If I contribute to this new provider's account would I be judged as having 2 ISA’s open in one tax year, by virtue of my current provider adding on a new £20K limit, even though I would not contribute anything into my current providers ISA?

Thanks

bo doodak
05/12/2020
19:52
Hello Gengulphus, Redcentric (RCN) paid shareholders compensation for people who purchased shares between 9/11/15 and 7/11/16. I sold all my holding on 7/11/16. But I have now been paid £1305 compensation which I received on 06/8/20 following an agreement between Reedcentic and the FCA.
Is this subject to tax and if so what tax and how do I declare it?
Many thanks.

bunlop
17/11/2020
21:51
The Con party are desperate to appeal to people’s selfishness before each general election to get them to vote for them.

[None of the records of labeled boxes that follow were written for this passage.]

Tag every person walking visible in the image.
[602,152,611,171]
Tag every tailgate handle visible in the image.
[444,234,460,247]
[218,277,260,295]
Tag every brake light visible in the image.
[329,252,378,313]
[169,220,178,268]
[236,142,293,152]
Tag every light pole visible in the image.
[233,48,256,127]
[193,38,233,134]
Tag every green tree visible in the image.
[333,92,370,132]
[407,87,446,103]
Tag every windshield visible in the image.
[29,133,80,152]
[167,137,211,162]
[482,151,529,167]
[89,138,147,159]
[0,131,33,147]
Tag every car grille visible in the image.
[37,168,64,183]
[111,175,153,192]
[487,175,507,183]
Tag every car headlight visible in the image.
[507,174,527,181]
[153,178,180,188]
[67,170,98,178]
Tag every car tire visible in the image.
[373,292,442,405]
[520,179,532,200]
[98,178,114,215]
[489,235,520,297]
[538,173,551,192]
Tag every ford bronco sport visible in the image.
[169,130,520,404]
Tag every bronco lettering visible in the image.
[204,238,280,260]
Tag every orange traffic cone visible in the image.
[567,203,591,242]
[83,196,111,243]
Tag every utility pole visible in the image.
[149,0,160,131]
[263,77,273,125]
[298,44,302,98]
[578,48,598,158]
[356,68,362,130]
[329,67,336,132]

Bearing in mind that they primarily and historically exist to feed the very very rich the Con party must get tax by other means I.E. capital gains being one of them.
luderitz
17/11/2020
15:25
Correction.

I found a solid short article by the DT form years ago.

It states CGT started 1965 ( Labour ). Initial allowance was £9.500.00 . I estimate cumulative inflation to be about 1200%. So that is about 120k in today's money. But would feel like getting an allowance of about 250k with today's income. Imagine!

zastas
14/11/2020
16:31
There is huge ignorance about the history and changes to CGT. Even the MSM rarely present a good factual historical article/document to enlighten their audience, to put it all in context.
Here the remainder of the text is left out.